By and large, the funds' returns ebb and flow in unison, as they all primarily invest in the junk bond / senior loan asset class. However, we can see individual annual returns can vary a great deal and reflects the managers' skill in security selection.
First, with respect to DHY specifically, we can see that the DHY fund has the worst short-term returns, but best long-term returns. Looking at annual returns, the DHY fund has the highest annual return variability, as it has delivered 5 years of 10%+ returns in the past decade, but also two significant annual declines. I would characterize DHY's approach as 'swing for the fences'.
DHY's 'swing for the fences' approach manifests in weaker sharpe ratios and elevated volatility.

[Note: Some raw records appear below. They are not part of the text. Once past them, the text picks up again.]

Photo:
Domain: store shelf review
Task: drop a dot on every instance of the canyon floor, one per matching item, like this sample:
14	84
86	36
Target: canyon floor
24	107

DHY also has one of the higher current distribution yields, but the caveat is that DHY's distribution had been shrinking at a 7% CAGR for the past 5 years.
Although all 4 funds have an average total return vs. distribution shortfall (i.e. part of the distribution is return of principal), DHY's shortfall is smaller than most peers. Comparing the current distribution to the average annual return from 2012-2021, one can argue that the current distribution rate of 9.1% of NAV is actually sustainable, whereas the peer funds do not earn their distributions, even if we ignore poor 2022 returns.
Overall, my composite score penalizes the DHY fund for its 'swing for the fences' approach, as it receives a low score on short-term returns and risk metrics (Figure 8).
Conclusion
The DHY fund aims to provide high current income from investing in non-investment grade bonds and loans. It has an attractive 9.9% current yield on market price that is arguably sustainable, if we compare the distribution yield to average annual returns excluding 2022.
Comparing the DHY to other junk bond funds I have analyzed recently, my sense is the DHY fund is managed on a 'swing for the fences' approach which has produced high average annual returns, but at the expense of higher volatility and variability. In my opinion, this leads to a low composite score. However, the high return potential may appeal to some investors.
Consistent with my prior recommendation, investors may want to consider the PGIM High Yield Bond Fund ( ISD ) for their high yield bond fund exposure, as it has modest long-term returns with lower return variability, which leads to better risk measures. However, ISD does suffer from having a distribution yield higher than its average annual total returns.